Indeed. HDenier keeps repeating the same misunderstanding of how we know about the Holocaust - in fact, about any historical event or period (because the methods we use to investigate and interpret history do not change because of the object of study): it is not because of a single piece or kind of evidence that we can draw conclusions about the past but on account of a range of pieces of evidence of different types that when taken together create a picture of what happened.
In one sense what we have to explain is all that evidence: We have photographs of the camps, records of where many of the transports went (Gedob records and surviving Fahrplanordnung, bureaucratic correspondence) and other railway timetables, evacuation orders, inventories of goods stolen from victims, construction records (and Pressac's 39 criminal traces, e.g.), etc, various kinds of statistical records and reports, archaeological and other physical evidence at the camps themselves. Further, we have some interesting things like reports from killing squads themselves as well as from the Wehrmacht - some of these, the Ereignismeldungen, were used to convict Einsatzgruppen leaders of murder without witness testimony. We've got documents related to the use of gas vans (e.g., 501-PS and others). We have planning documents and discussion records; we have SS internal investigations and court decisions; we have military war diaries and diaries kept by Frank and Goebbels; we have decrees, orders, and other records relating to implementation of the Final Solution. We've got personnel records of the SS, other police organizations, and Wehrmacht, we've got official reports on the results of actions in making areas free of Jews. And so on.
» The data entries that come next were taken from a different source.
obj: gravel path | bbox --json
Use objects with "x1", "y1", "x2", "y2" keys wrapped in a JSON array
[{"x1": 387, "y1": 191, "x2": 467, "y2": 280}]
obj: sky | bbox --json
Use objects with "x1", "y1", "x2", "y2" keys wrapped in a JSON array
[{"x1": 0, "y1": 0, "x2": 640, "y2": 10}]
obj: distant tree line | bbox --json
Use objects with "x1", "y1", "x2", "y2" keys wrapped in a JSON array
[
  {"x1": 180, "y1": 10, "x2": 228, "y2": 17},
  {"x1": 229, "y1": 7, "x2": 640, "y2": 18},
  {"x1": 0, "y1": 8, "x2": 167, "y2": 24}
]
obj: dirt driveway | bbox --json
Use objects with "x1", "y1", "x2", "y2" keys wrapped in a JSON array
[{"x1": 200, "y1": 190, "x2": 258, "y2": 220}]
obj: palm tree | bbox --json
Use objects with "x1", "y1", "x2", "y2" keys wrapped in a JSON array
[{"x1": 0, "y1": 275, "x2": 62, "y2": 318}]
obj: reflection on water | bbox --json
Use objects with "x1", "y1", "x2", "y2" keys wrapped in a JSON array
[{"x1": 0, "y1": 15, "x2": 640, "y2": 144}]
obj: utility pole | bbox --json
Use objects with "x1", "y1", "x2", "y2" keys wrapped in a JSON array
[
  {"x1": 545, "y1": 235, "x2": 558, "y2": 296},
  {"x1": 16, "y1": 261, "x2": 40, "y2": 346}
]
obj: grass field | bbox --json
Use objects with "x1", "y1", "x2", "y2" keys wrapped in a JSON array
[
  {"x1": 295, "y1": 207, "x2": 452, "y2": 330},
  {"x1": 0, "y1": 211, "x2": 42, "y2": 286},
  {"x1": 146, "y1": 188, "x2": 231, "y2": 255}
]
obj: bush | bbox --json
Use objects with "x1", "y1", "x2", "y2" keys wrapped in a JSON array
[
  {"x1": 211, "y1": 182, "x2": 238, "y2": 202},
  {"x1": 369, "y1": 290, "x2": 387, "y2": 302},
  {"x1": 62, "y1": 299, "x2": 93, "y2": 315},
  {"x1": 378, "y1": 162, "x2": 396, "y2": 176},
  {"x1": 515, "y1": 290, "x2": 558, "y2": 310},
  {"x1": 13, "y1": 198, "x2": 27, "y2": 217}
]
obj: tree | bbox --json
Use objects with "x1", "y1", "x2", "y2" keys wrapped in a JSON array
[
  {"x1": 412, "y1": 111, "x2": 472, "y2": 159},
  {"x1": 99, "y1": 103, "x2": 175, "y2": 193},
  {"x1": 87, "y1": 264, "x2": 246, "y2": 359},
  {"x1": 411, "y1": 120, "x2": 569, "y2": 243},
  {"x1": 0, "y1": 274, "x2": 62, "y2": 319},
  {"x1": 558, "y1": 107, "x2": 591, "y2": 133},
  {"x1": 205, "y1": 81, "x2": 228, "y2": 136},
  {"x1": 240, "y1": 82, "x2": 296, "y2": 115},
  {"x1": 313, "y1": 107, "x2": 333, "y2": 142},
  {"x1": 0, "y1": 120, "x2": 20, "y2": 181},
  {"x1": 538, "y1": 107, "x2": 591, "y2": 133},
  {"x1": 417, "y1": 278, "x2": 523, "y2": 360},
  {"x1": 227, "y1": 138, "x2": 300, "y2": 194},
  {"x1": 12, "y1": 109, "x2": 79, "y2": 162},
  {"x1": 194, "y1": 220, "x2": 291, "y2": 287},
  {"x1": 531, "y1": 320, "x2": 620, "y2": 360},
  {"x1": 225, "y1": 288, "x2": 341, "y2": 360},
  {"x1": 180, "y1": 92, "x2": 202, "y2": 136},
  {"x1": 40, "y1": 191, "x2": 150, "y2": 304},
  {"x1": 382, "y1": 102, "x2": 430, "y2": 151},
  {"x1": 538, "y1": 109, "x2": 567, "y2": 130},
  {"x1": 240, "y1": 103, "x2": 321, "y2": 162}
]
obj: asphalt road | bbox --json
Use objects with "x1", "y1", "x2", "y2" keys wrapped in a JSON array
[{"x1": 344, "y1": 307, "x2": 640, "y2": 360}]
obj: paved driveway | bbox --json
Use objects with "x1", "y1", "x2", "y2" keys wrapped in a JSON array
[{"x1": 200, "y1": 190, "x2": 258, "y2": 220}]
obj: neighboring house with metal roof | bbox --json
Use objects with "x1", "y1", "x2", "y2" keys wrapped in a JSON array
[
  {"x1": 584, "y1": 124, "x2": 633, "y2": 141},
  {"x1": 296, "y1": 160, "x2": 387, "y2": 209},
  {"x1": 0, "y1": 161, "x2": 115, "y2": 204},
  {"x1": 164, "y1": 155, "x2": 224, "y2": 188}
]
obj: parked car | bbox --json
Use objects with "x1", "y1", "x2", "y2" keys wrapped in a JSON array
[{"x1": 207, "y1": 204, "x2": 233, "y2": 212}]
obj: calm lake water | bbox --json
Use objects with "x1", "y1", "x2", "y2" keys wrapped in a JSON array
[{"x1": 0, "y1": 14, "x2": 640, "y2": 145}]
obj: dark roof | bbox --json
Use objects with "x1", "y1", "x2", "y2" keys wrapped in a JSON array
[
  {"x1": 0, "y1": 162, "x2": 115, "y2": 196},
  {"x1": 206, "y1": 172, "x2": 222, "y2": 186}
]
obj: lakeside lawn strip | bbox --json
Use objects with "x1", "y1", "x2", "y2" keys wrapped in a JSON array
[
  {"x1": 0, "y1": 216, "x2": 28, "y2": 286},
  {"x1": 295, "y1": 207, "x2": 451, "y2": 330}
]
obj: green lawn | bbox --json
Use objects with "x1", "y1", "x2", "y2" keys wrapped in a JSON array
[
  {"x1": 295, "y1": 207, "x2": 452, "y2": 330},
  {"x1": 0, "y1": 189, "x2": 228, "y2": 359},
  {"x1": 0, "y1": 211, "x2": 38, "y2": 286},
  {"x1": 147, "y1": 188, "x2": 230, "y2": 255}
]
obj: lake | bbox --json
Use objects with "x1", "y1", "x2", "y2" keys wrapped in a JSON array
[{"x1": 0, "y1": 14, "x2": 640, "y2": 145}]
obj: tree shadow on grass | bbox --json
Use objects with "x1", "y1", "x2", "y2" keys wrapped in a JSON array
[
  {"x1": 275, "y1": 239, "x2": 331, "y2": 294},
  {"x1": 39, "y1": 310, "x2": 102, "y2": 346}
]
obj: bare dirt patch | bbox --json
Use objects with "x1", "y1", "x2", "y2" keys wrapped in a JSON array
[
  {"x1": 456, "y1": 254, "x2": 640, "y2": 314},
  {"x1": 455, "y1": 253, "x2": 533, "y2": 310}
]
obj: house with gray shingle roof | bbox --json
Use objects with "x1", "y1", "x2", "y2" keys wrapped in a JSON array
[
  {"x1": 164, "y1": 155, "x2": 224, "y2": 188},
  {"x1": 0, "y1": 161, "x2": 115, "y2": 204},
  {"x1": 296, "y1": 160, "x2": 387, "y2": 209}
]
And we have other documents - newspapers, records of parliamentary debates, speeches by political leaders, and committee hearings. We have diaries and letters written by victims and observers. we have a wide variety of photographs and newsreels and other film footage, we have forensic and medical information (physical studies use increasingly sophisticated investigatory and modeling techniques), we have geographic data and geographic modeling methodologies, we have census records, we have business documents, government decrees and ordinances, internal memoranda, meeting protocols, audio recordings, orders, telegrams, log books and ledgers, architectural blueprints, forensic reports and so on. Yes, we also have the one type of evidence HDenier goes on about, and misinterprets - memoirs, witness testimony, and oral histories.
Using all these kinds of evidence, scholars work out what happened, how, and what people experienced during the period. Unlike HDenier, they do not look at a single kind of evidence in isolation. Given the complexities of evaluating different kinds of evidence, much of it complex, and their interrelationships, historians debate how to best interpret it. Real revisionism is the use of evidence to come to new understandings - not mindless repetition of a few catch phrases or supposed debunking exercises. Real revisionists do not hop around from slogan to slogan but sort through previous interpretations and old and new evidence to re-evaluate historical topics. Also, it has to be noted that historians routinely, as part of their craft, subject all evidence to scrutiny to weigh its value and determine what it can tell them - HDenier's implication that scholars stupidly accept on its face values whatever they come across shows how little HDenier knows about how historians work.